Se você está começando agora na área, foque em dominar a anamnese desenvolvimentista antes de qualquer instrumento. A forma como a mãe descreve marcos hitóricos, a qualidade da interação mãe-bebê observada na primeira sessão, os padrões de sono e alimentação — esses dados qualitativos frequentemente apontam mais do que o escore final de qualquer escala padronizada. Instrumentos são lentes, não a realidade. Use-os com consciência dos seus limites.

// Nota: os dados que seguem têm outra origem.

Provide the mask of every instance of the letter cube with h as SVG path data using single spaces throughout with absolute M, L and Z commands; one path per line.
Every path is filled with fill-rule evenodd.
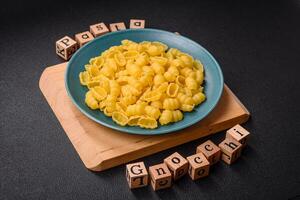
M 203 153 L 187 157 L 189 161 L 189 175 L 193 180 L 208 176 L 210 164 Z
M 69 36 L 65 36 L 56 41 L 55 47 L 57 55 L 65 60 L 69 60 L 69 58 L 77 50 L 77 42 Z
M 197 147 L 196 153 L 203 153 L 209 161 L 210 165 L 217 163 L 220 160 L 221 150 L 211 140 L 207 140 Z
M 241 155 L 242 144 L 232 138 L 223 140 L 219 147 L 222 151 L 221 158 L 227 164 L 233 163 Z
M 131 189 L 148 185 L 148 172 L 144 162 L 126 165 L 126 179 Z

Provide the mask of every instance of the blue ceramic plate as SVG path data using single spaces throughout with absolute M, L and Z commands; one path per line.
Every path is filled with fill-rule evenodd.
M 130 126 L 122 127 L 114 123 L 110 117 L 106 117 L 101 111 L 89 109 L 84 102 L 87 88 L 80 85 L 78 75 L 84 70 L 84 65 L 89 62 L 90 58 L 100 55 L 101 52 L 111 46 L 120 45 L 121 40 L 124 39 L 129 39 L 135 42 L 163 42 L 169 47 L 178 48 L 179 50 L 192 55 L 194 58 L 201 60 L 205 70 L 204 92 L 207 100 L 197 106 L 193 112 L 184 113 L 184 119 L 182 121 L 165 126 L 159 126 L 153 130 Z M 95 122 L 122 132 L 141 135 L 156 135 L 186 128 L 207 116 L 217 105 L 221 97 L 223 91 L 223 75 L 213 56 L 202 46 L 186 37 L 156 29 L 128 29 L 105 34 L 104 36 L 96 38 L 80 48 L 72 56 L 67 66 L 65 84 L 72 102 L 83 114 Z

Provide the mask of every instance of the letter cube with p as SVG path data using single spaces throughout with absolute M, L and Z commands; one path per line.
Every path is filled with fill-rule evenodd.
M 203 153 L 197 153 L 187 157 L 189 161 L 189 175 L 193 180 L 208 176 L 209 162 Z
M 126 165 L 126 178 L 131 189 L 148 185 L 148 172 L 144 162 Z
M 77 50 L 77 42 L 69 36 L 65 36 L 60 40 L 57 40 L 55 46 L 56 54 L 65 60 L 69 60 L 69 58 Z

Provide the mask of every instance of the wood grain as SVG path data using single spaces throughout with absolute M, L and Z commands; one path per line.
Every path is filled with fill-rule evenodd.
M 48 67 L 39 86 L 84 165 L 93 171 L 142 158 L 244 123 L 250 114 L 225 85 L 217 107 L 201 122 L 157 136 L 131 135 L 106 128 L 83 115 L 69 99 L 64 72 L 67 63 Z

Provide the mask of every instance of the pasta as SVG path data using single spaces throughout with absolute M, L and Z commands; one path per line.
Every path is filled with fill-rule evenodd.
M 86 105 L 120 126 L 175 123 L 206 100 L 203 64 L 160 42 L 123 40 L 84 69 L 79 82 L 88 88 Z

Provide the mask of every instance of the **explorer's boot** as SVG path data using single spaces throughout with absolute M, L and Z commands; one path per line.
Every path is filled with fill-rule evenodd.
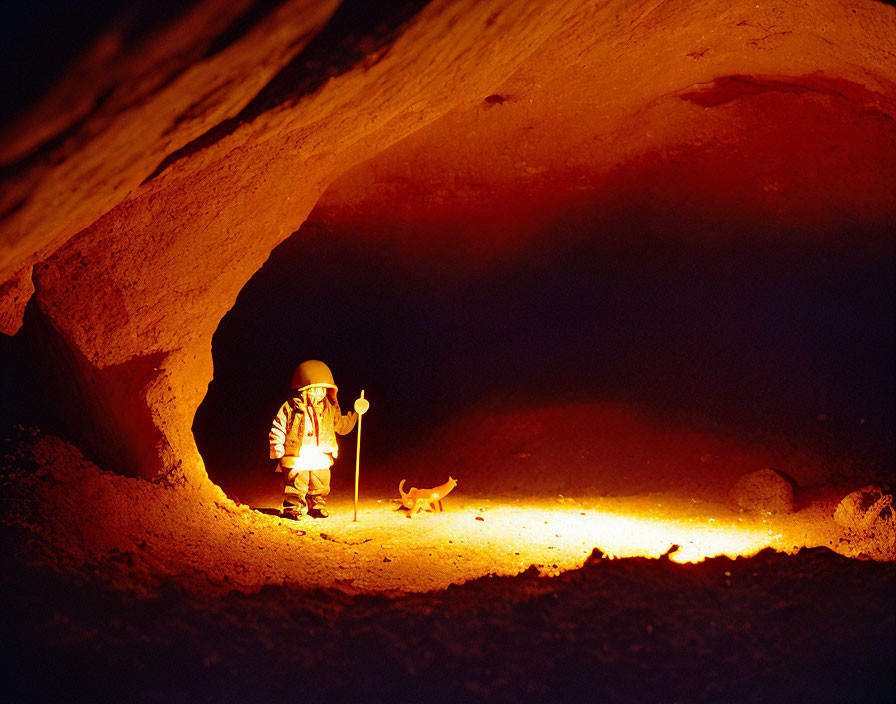
M 289 497 L 289 503 L 286 501 L 283 502 L 283 510 L 280 512 L 280 515 L 291 521 L 297 521 L 306 513 L 308 513 L 308 506 L 305 505 L 305 502 L 298 501 L 295 497 L 291 496 Z
M 324 506 L 326 502 L 327 499 L 324 496 L 309 496 L 308 515 L 312 518 L 327 518 L 330 515 L 330 512 L 327 511 L 326 506 Z

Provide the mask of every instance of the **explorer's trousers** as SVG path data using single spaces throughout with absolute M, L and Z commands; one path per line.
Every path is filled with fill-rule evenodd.
M 288 472 L 288 474 L 286 474 Z M 301 469 L 286 469 L 284 486 L 284 506 L 315 508 L 326 503 L 330 493 L 330 470 L 315 469 L 309 472 Z

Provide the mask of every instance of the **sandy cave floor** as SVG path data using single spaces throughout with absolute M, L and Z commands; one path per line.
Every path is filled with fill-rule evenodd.
M 600 559 L 427 594 L 2 580 L 10 701 L 887 702 L 892 563 Z
M 477 424 L 479 480 L 457 471 L 475 436 L 371 471 L 357 523 L 341 475 L 330 518 L 287 521 L 19 429 L 0 473 L 13 700 L 892 700 L 896 568 L 844 556 L 862 548 L 831 518 L 842 477 L 803 450 L 594 412 L 627 438 L 610 484 L 539 479 L 539 442 L 514 433 L 556 428 L 541 409 Z M 739 473 L 788 458 L 793 513 L 732 506 Z M 461 483 L 409 519 L 394 476 L 421 466 Z
M 557 575 L 581 567 L 595 548 L 610 557 L 671 552 L 676 562 L 749 556 L 764 548 L 828 547 L 865 556 L 865 546 L 832 519 L 845 489 L 815 486 L 790 514 L 745 513 L 728 496 L 741 464 L 701 469 L 691 482 L 682 475 L 679 487 L 645 466 L 642 474 L 655 473 L 657 488 L 665 491 L 624 496 L 596 495 L 587 486 L 532 493 L 536 479 L 526 482 L 516 464 L 516 486 L 502 486 L 506 470 L 478 483 L 461 477 L 444 512 L 415 518 L 399 510 L 393 480 L 374 474 L 362 484 L 357 522 L 350 476 L 337 474 L 330 518 L 291 521 L 235 504 L 219 490 L 105 472 L 53 436 L 25 435 L 28 442 L 6 453 L 3 481 L 6 523 L 27 536 L 20 548 L 25 559 L 138 592 L 152 592 L 165 579 L 209 594 L 268 584 L 426 592 L 530 566 Z M 435 462 L 410 461 L 430 468 Z M 451 461 L 443 455 L 444 470 L 435 473 L 457 474 Z M 636 481 L 631 471 L 628 481 L 643 486 L 644 477 Z

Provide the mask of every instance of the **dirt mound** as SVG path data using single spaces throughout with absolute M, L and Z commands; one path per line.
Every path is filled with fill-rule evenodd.
M 66 701 L 891 701 L 892 564 L 593 560 L 555 579 L 356 596 L 269 586 L 133 599 L 0 576 L 6 692 Z M 47 667 L 52 663 L 52 667 Z

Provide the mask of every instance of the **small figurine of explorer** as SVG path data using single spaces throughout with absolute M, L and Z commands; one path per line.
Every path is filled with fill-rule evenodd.
M 336 433 L 347 435 L 358 414 L 342 415 L 336 400 L 330 368 L 316 359 L 302 362 L 292 376 L 292 398 L 280 407 L 269 439 L 271 459 L 285 482 L 283 517 L 297 519 L 306 513 L 326 518 L 330 493 L 330 467 L 339 454 Z

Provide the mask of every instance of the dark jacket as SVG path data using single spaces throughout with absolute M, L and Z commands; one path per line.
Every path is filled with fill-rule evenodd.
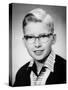
M 50 73 L 46 81 L 46 85 L 66 83 L 66 60 L 56 55 L 55 61 L 54 72 Z M 28 62 L 18 70 L 13 86 L 30 86 L 30 72 L 33 69 L 34 65 L 32 68 L 30 68 L 28 67 L 29 63 L 30 62 Z

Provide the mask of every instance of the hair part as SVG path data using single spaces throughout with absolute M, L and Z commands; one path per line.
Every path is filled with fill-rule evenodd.
M 41 20 L 37 19 L 32 13 L 27 14 L 23 20 L 23 30 L 29 22 L 41 22 Z

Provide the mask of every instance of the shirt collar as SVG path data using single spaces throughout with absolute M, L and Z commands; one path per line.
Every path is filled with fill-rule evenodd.
M 47 60 L 45 61 L 43 67 L 47 67 L 50 71 L 54 72 L 54 63 L 55 63 L 55 53 L 51 51 L 50 55 L 48 56 Z M 34 64 L 34 60 L 32 59 L 29 63 L 28 67 L 32 67 Z
M 44 63 L 44 66 L 50 69 L 52 72 L 54 72 L 54 63 L 55 63 L 55 53 L 54 51 L 51 51 L 49 57 Z

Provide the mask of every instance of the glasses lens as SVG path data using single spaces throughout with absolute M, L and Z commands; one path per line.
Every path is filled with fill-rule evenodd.
M 33 43 L 34 42 L 34 36 L 24 36 L 24 38 L 27 40 L 28 43 Z
M 41 42 L 47 42 L 49 40 L 49 38 L 50 38 L 51 35 L 52 35 L 51 33 L 50 34 L 47 34 L 47 35 L 45 35 L 45 34 L 40 35 L 40 41 Z
M 48 41 L 48 37 L 41 37 L 41 38 L 40 38 L 40 41 L 41 41 L 41 42 L 47 42 L 47 41 Z

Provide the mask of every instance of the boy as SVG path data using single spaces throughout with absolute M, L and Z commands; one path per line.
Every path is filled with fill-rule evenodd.
M 66 83 L 66 62 L 56 55 L 52 17 L 43 9 L 30 11 L 23 20 L 24 43 L 33 58 L 16 74 L 14 86 Z

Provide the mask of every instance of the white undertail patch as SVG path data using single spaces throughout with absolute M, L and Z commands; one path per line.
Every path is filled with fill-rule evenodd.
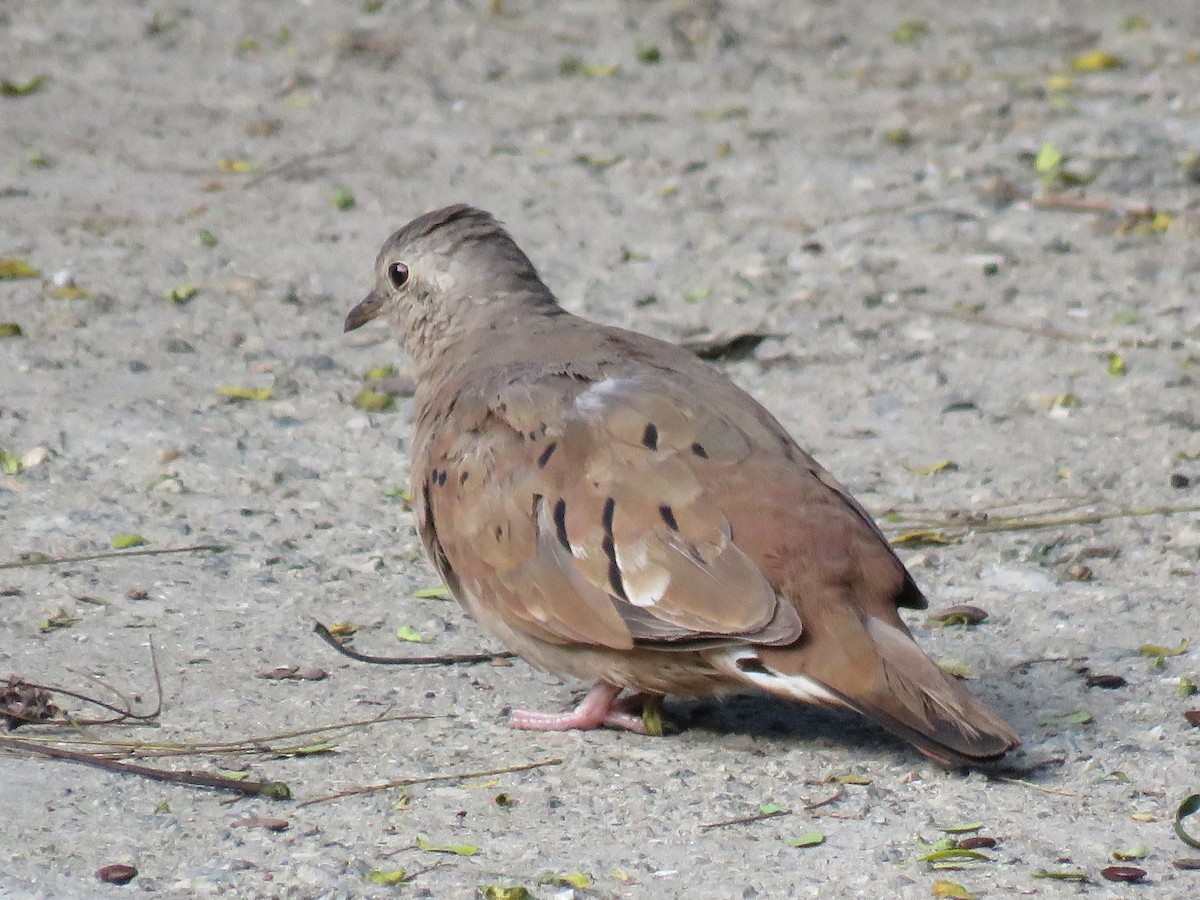
M 845 706 L 846 703 L 825 685 L 804 675 L 785 675 L 774 672 L 758 653 L 748 647 L 727 650 L 716 655 L 715 661 L 727 672 L 748 681 L 771 694 L 781 694 L 801 703 Z M 739 665 L 740 663 L 740 665 Z M 749 665 L 747 665 L 749 663 Z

psicologia de criança na prática: o que funciona e o que não funciona
O que funciona é a construção gradual de rapport com a criança antes de qualquer tentativa de avaliação formal. Crianças menores de 4 anos raramente se engajam em tarefas estruturadas com estranhos. Dedique as primeiras sessões apenas à observação livre e à interação não direcionada. O que funciona também é envolver os cuidadores como colaboradores, não como fontes passivas de informação. Famílias que entendem o propósito da avaliação participam com muito mais precisão. O que não funciona é aplicar protocolos de avaliação adolescente ou adulto adaptados para crianças. A WISC-V, por exemplo, exige cooperação verbal sustentada que crianças de 4 e 5 anos frequentemente não possuem. Para essa faixa etária, o WPPSI-IV é o instrumento apropriado, mas mesmo ele tem limitações sérias com crianças muito tímidas ou com transtornos do espectro autista não diagnosticados. Nestes casos, a observação comportamental estruturada substitui parcialmente dados que a testagem não consegue capturar.

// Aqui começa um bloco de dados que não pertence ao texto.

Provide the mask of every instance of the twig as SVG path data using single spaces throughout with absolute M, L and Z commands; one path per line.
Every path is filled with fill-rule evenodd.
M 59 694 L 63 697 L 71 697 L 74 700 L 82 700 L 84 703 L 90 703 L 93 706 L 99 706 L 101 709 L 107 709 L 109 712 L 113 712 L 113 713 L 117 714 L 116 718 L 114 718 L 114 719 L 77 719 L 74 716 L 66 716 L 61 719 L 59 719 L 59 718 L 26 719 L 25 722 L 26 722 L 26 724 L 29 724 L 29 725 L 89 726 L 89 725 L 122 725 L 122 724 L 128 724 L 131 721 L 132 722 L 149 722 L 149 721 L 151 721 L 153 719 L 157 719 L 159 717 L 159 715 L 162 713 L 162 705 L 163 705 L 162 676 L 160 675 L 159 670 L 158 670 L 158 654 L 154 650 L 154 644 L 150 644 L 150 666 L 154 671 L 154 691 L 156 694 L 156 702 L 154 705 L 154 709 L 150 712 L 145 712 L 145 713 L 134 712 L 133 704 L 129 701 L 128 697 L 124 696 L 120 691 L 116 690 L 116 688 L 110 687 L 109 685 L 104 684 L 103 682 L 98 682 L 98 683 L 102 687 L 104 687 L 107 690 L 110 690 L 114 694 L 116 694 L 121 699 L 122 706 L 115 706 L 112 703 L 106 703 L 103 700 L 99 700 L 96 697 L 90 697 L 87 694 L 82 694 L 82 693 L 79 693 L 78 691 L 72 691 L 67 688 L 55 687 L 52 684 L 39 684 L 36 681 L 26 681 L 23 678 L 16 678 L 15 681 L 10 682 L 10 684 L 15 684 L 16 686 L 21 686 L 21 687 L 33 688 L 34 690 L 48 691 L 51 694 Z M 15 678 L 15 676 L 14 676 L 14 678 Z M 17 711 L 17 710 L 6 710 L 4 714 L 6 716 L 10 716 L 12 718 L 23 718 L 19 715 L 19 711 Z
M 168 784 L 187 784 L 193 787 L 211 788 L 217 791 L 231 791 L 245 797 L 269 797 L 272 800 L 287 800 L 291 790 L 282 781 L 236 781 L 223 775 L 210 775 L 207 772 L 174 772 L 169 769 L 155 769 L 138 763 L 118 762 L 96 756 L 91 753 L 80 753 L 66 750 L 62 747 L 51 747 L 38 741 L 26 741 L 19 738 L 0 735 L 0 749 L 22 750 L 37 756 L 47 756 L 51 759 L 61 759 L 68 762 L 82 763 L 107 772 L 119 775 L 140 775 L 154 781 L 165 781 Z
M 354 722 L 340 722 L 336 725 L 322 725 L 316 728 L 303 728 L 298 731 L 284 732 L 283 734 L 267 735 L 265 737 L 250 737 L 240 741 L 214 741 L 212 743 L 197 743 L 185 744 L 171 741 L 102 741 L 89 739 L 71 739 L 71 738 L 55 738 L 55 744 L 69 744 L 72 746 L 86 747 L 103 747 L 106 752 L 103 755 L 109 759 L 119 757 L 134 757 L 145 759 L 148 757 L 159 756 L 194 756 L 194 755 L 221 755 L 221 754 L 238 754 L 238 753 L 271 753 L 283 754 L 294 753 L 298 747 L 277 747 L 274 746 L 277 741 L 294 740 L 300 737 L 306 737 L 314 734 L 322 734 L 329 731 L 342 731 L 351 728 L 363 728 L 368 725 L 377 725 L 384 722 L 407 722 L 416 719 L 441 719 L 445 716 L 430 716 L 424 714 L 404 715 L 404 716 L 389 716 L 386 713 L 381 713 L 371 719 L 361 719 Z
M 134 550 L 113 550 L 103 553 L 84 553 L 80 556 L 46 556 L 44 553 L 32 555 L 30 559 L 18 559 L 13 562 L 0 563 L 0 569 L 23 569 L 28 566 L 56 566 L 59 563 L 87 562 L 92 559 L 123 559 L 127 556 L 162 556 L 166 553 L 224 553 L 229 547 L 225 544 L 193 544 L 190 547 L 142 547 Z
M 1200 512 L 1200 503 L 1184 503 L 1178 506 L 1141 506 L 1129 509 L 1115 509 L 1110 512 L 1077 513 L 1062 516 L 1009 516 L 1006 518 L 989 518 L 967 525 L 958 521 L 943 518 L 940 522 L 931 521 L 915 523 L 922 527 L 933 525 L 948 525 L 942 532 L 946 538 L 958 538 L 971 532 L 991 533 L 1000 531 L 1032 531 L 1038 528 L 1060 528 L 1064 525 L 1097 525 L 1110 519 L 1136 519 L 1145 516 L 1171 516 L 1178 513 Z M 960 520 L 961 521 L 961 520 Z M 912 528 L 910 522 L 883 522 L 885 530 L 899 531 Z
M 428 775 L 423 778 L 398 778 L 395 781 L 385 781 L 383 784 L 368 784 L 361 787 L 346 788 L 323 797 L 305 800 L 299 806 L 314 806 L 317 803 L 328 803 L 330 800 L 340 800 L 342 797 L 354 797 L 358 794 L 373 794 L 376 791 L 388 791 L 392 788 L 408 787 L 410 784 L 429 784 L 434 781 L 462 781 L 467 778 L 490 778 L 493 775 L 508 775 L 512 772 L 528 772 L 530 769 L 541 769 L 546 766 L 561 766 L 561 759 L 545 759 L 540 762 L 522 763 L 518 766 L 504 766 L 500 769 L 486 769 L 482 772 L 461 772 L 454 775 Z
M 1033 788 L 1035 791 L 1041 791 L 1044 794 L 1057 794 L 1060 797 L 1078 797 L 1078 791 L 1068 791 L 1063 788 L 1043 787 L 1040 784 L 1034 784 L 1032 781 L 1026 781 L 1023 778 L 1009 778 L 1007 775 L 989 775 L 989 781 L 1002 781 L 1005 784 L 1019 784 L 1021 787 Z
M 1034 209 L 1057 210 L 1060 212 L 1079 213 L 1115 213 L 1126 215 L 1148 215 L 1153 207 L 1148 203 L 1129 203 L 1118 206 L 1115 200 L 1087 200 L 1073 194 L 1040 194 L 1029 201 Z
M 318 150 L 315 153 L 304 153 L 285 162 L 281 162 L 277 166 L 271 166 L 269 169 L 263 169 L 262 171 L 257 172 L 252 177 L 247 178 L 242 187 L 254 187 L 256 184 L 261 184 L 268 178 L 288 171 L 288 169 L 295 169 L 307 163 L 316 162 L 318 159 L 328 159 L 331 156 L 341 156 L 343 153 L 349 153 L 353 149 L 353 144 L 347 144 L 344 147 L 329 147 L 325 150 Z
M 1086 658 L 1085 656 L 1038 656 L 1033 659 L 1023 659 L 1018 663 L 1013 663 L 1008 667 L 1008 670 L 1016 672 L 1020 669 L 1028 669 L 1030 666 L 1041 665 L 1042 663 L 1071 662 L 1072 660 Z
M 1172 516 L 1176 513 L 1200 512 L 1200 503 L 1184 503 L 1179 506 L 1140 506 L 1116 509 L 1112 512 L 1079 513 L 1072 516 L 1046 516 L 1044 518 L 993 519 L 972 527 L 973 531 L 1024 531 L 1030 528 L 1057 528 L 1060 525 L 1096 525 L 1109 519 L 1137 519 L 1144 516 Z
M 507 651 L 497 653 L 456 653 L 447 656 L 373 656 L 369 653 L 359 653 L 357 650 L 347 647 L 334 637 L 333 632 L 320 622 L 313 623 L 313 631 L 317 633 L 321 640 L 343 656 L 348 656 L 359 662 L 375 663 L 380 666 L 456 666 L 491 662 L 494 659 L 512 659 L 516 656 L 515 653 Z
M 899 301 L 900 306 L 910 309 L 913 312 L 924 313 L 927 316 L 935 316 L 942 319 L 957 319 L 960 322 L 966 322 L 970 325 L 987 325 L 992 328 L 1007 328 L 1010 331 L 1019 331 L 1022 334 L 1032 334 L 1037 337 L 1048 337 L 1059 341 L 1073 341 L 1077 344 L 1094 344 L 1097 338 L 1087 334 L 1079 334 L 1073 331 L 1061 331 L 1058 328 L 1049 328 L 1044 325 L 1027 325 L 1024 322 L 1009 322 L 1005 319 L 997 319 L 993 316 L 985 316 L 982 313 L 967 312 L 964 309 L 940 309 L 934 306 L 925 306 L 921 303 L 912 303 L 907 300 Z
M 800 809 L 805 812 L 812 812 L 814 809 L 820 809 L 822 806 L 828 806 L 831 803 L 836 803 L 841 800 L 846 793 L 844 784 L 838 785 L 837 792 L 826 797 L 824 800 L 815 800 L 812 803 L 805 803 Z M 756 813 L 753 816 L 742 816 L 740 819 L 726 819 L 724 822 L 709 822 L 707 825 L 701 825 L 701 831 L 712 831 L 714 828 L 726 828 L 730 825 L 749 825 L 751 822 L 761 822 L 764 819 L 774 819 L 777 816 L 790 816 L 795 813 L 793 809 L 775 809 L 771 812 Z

A área de psicologia de criança no Brasil cresce rapidamente, mas a formação continua muito centrada em testagem e pouco em observação contextual. Aprenda a observar. Aprenda a entrevistar cuidadores sem conduzir as respostas. Aprenda a diferenciar atraso desenvolvimentista de variação normal dentro do contexto cultural da família. O resto são ferramentas que você aprende usando, não teoria que se decora.